Algunas mujeres quieren entrar a dedo en las listas

Desde hace bastante tiempo, la mayoría de las mujeres que ocupan escaños parlamentarios han formado un sindicato suprapartidario, que ahora se llama bancada bicameral femenina del Parlamento Nacional, para promover cuotas para mujeres en las listas electorales. En ese sentido, un proyecto de ley de financiamiento de partidos políticos que se encuentra a estudio del Poder Legislativo incluye un estímulo económico para la inserción de las mujeres en las listas electorales.
Una de las caras más visibles de este movimiento es la diputada nacionalista Beatriz Argimón, quien hace un tiempo explicaba así los motivos de su campaña: “Hemos decidido llevar adelante esta campaña de conocimiento por parte de la población de lo que acontece cada vez que las parlamentarias buscamos tomar medidas sobre ese déficit democrático que los partidos uruguayos tienen“.
La diputada, quien también ha incursionado en el teatro con Monólogos de la vagina de Eve Ensler , en la que hizo el monólogo “Mi minifalda no es causal”, agregó que “muchas veces encontramos dirigentes políticos que hacen un discurso a las dirigentes fuera del Poder Legislativo pero dentro del recinto parlamentario se hace otra cosa y se vota otra cosa…”.
Las últimas noticias sobre la suerte de este proyecto aparecen en “El País” de hoy, que indica que “el proyecto de ley de cuotificación política -que obliga a integrar las listas para las elecciones nacionales y municipales con al menos una tercera parte de mujeres durante los próximos dos períodos- corre serio riesgo de fracasar, por las diferencias que genera en el Frente y en el Partido Nacional“.

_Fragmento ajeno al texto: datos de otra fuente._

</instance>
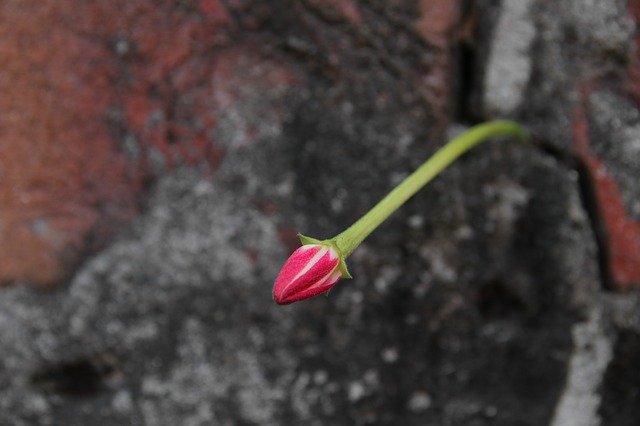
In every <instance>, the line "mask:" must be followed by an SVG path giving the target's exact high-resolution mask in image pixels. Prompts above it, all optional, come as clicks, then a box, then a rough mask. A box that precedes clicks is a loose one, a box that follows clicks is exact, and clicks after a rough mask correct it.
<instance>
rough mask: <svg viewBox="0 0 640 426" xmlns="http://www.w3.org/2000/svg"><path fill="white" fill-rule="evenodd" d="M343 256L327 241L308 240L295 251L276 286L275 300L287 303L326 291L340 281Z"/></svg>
mask: <svg viewBox="0 0 640 426" xmlns="http://www.w3.org/2000/svg"><path fill="white" fill-rule="evenodd" d="M339 265H340V257H339V256H338V252H337V251H336V249H335V248H333V247H331V246H328V245H326V246H325V245H320V244H306V245H303V246H302V247H300V248H299V249H297V250H296V251H294V252H293V254H292V255H291V256H290V257H289V259H287V261H286V262H285V264H284V266H283V267H282V269H281V270H280V273H279V274H278V277H277V278H276V282H275V284H274V286H273V300H275V301H276V303H277V304H279V305H287V304H289V303H293V302H297V301H298V300H303V299H308V298H310V297H313V296H317V295H318V294H320V293H324V292H325V291H327V290H329V289H330V288H331V287H333V285H334V284H335V283H336V282H338V280H339V279H340V278H341V277H342V272H340V269H339V268H338V266H339Z"/></svg>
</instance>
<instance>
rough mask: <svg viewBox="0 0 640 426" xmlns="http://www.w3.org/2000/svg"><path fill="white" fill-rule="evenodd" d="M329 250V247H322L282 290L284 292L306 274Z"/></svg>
mask: <svg viewBox="0 0 640 426" xmlns="http://www.w3.org/2000/svg"><path fill="white" fill-rule="evenodd" d="M327 250H329V249H328V248H327V247H322V248H321V249H320V250H319V251H318V252H317V253H316V254H315V255H314V256H313V257H312V258H311V259H309V262H308V263H307V264H306V265H305V266H304V268H302V270H301V271H300V272H298V274H297V275H296V276H295V277H293V279H292V280H291V281H289V284H287V285H286V286H285V287H284V288H283V289H282V292H283V293H284V292H285V291H287V289H288V288H289V287H290V286H291V284H293V283H294V282H296V280H297V279H298V278H300V277H301V276H303V275H304V274H306V273H307V272H308V271H309V270H310V269H311V268H313V267H314V266H315V264H316V263H318V262H319V261H320V259H322V256H324V255H325V253H326V252H327Z"/></svg>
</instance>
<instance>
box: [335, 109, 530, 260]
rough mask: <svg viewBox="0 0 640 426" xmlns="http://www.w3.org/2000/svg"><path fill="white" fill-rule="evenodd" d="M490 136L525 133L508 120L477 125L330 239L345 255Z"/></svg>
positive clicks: (409, 176)
mask: <svg viewBox="0 0 640 426" xmlns="http://www.w3.org/2000/svg"><path fill="white" fill-rule="evenodd" d="M494 136H513V137H515V138H517V139H520V140H526V139H527V134H526V132H525V131H524V130H523V129H522V127H520V126H519V125H518V124H517V123H514V122H512V121H504V120H496V121H490V122H488V123H484V124H479V125H477V126H474V127H472V128H471V129H469V130H468V131H466V132H465V133H463V134H462V135H460V136H458V137H457V138H455V139H453V140H452V141H450V142H449V143H447V144H446V145H445V146H443V147H442V148H440V149H439V150H438V151H437V152H436V153H435V154H434V155H433V156H432V157H431V158H429V159H428V160H427V161H425V162H424V164H422V165H421V166H420V167H419V168H418V169H417V170H416V171H415V172H413V173H412V174H411V175H409V176H408V177H407V178H406V179H405V180H403V181H402V182H401V183H400V184H399V185H398V186H397V187H395V188H394V189H393V190H392V191H391V192H390V193H389V194H387V196H386V197H384V198H383V199H382V200H381V201H380V202H379V203H378V204H376V205H375V206H374V207H373V208H372V209H371V210H369V212H368V213H367V214H365V215H364V216H362V217H361V218H360V219H359V220H358V221H357V222H356V223H354V224H353V225H351V226H350V227H349V228H348V229H347V230H345V231H344V232H342V233H341V234H339V235H337V236H335V237H334V238H332V239H331V241H332V242H333V243H334V244H335V245H336V246H337V247H338V250H339V251H340V254H341V255H342V256H343V259H344V258H345V257H347V256H349V255H350V254H351V253H352V252H353V251H354V250H355V249H356V247H358V246H359V245H360V243H362V241H363V240H364V239H365V238H366V237H367V236H368V235H369V234H371V232H373V231H374V230H375V229H376V228H377V227H378V226H379V225H380V224H381V223H382V222H384V221H385V220H386V219H387V218H388V217H389V216H390V215H391V214H392V213H393V212H395V211H396V210H397V209H398V208H399V207H400V206H401V205H403V204H404V203H405V202H406V201H407V200H408V199H409V198H411V197H412V196H413V195H414V194H415V193H416V192H418V190H420V188H422V187H423V186H424V185H426V184H427V183H428V182H429V181H431V180H432V179H433V178H434V177H435V176H437V175H438V173H440V172H441V171H442V170H444V169H445V168H446V167H447V166H449V165H450V164H451V163H453V162H454V161H455V160H456V159H457V158H458V157H460V156H461V155H462V154H464V153H465V152H467V151H468V150H470V149H471V148H473V147H474V146H476V145H478V144H479V143H481V142H483V141H485V140H487V139H488V138H491V137H494Z"/></svg>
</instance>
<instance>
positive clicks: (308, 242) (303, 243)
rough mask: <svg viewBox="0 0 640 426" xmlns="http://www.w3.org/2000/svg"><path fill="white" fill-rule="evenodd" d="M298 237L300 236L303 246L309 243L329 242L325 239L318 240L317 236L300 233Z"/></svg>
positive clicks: (324, 243) (314, 243)
mask: <svg viewBox="0 0 640 426" xmlns="http://www.w3.org/2000/svg"><path fill="white" fill-rule="evenodd" d="M298 238H300V242H301V243H302V245H303V246H305V245H307V244H320V245H324V246H326V245H327V244H326V243H325V242H324V241H320V240H316V239H315V238H311V237H307V236H306V235H302V234H298Z"/></svg>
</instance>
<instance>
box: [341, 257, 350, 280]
mask: <svg viewBox="0 0 640 426" xmlns="http://www.w3.org/2000/svg"><path fill="white" fill-rule="evenodd" d="M339 268H340V272H342V278H344V279H347V280H350V279H351V278H353V277H352V276H351V274H350V273H349V270H348V269H347V262H345V261H344V258H343V257H341V258H340V266H339Z"/></svg>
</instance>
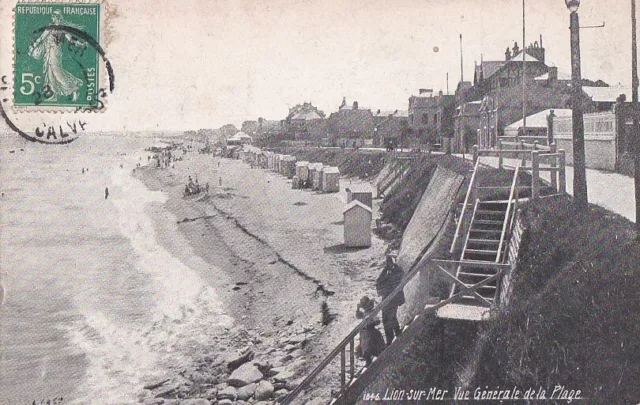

Más vale que el proyecto fracase. No es bueno para las mujeres, que triunfan sin subsidios ni apoyos artificiales en áreas fundamentales de la sociedad, ni para la democracia y la república donde “todas las personas son iguales ante la ley, no reconociéndose otra distinción entre ellas sino la de los talentos o las virtudes“.
Pero este proyecto es particularmente malo para las mujeres. Las cuotas van contra el principio de igualdad de oportunidades para todos ya que les da preferencia a las mujeres sobre los hombres. Además las cuotas son antidemocráticas ya que deben ser los electores los que decidan quiénes van a ser sus representantes.
Por otra parte, las cuotas implican que los políticos son elegidos por su sexo, no por sus calificaciones, lo que deja de lado a los candidatos más capaces. Estoy seguro que muchas mujeres no querrían ser elegidas sólo en función de su sexo. Además, la introducción de cuotas crearía conflictos significativos en las organizaciones partidarias.
Las cuotas rebajan el valor de las mujeres, ya que llevan implícita la noción de que su éxito se deberá en el futuro a esas cuotas y no a otra razón. Las cuotas definen a las mujeres como una especie a ser protegida, promoviendo el estereotipo de “víctima”.
Finalmente, si se establecen cuotas políticas para las mujeres, se desatará una tormenta de reclamos similares por parte de minorías reales (raciales, religiosas, sociales o etarias). Sólo podemos sentirnos consternados de que alguien pueda considerar a las mujeres como una minoría!!